‘CRUMBLING LEGACY’: More heritage buildings in Iloilo City up for structural assessment

The Golden Finance Building in Iloilo City’s downtown area is one of the crumbling heritage structures that are gradually being ruined by time and other factors. The Office of the Building Official of the Iloilo City government installed barrier tapes around the building on Wednesday, June 7, after finding that some of its canopies have been detached. (Photo from Office of the Building Official Iloilo City/Facebook)

By Joseph B.A. Marzan

Heritage buildings in Iloilo City’s downtown are under threat of further ruin and City Hall is encouraging owners to conduct further structural assessment as soon as possible.

Engr. Mavi Gustilo, Office of the Building Official (OBO) chief, said that they have recently inspected a total of 39 buildings located in Aldeguer, Arroyo, Iznart, J.M. Basa, and Ledesma Streets, all in the downtown’s “heritage zone”.

Out of the 39 buildings, 17 are recommended for immediate structural assessment by structural engineers who may determine if these buildings are up to standard.

Meanwhile, the Tayengco Building on Aldeguer Street, which houses a popular textile store, was recommended for demolition.

Visual assessments also indicated detached moldings from the Pilar Building on J.M. Basa Street and a detached canopy of the Golden Finance Building at the corner of Ledesma and Iznart Streets.

Letters were sent to 7 building owners of these recommendations, and Mayor Jerry Treñas has also met with them to discuss these concerns.

“We’ve identified that there were [visual] defects [in the 17 buildings]. So, even with visual assessment, we’ve seen cracks. Much cannot be seen in their façade, but within the buildings, there is a source of worry there already,” Gustilo remarked.

Gustilo said that building owners usually ignored OBO findings, but the recent spate of deteriorations already made them worried and they have been more cooperative recently.

The owners were also told that the buildings will be closed by the Business Permits and Licensing Division (BPLD) if they fail to comply with the recommendations.

“[The OBO] has previously conducted annual inspections of their buildings, and [we] have sent [building owners] recommendations but they just ignore it. Now, they already see how it has become dangerous because people have started to get hurt,” she said.
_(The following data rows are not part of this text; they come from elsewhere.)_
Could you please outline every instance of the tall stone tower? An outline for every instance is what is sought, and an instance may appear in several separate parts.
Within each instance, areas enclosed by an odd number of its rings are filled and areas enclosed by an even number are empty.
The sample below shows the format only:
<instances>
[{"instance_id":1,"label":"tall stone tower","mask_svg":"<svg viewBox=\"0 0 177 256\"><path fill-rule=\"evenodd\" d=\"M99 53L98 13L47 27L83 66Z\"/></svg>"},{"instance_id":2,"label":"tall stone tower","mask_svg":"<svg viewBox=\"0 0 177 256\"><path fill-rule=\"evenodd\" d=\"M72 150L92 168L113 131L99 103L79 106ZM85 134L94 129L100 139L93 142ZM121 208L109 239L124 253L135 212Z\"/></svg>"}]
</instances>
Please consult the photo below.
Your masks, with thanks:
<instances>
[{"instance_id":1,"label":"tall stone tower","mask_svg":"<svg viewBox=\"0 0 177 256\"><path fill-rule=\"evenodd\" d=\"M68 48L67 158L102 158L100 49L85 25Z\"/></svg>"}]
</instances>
“[Treñas] has instructed the BPLD, that if ever they do not comply with our recommendations from our assessments, and do the necessary rehabilitation and retrofitting [as soon as possible], they may be penalized with closure,” Gustilo added.

The OBO conducts annual inspections of buildings in the downtown heritage area, but has since escalated these after glass debris from the Locsin-Coscuella Building on Ledesma Street fell on a walking commuter in early May.

Gustilo said the owner of the Locsin-Coscuella Building has approached them to request demolition, but this cannot be done without a structural assessment with certifications from a structural engineer.

They have also conducted demolition of dilapidated canopies and signages at the J. Melliza Building at the corner of Iznart and Aldeguer Streets.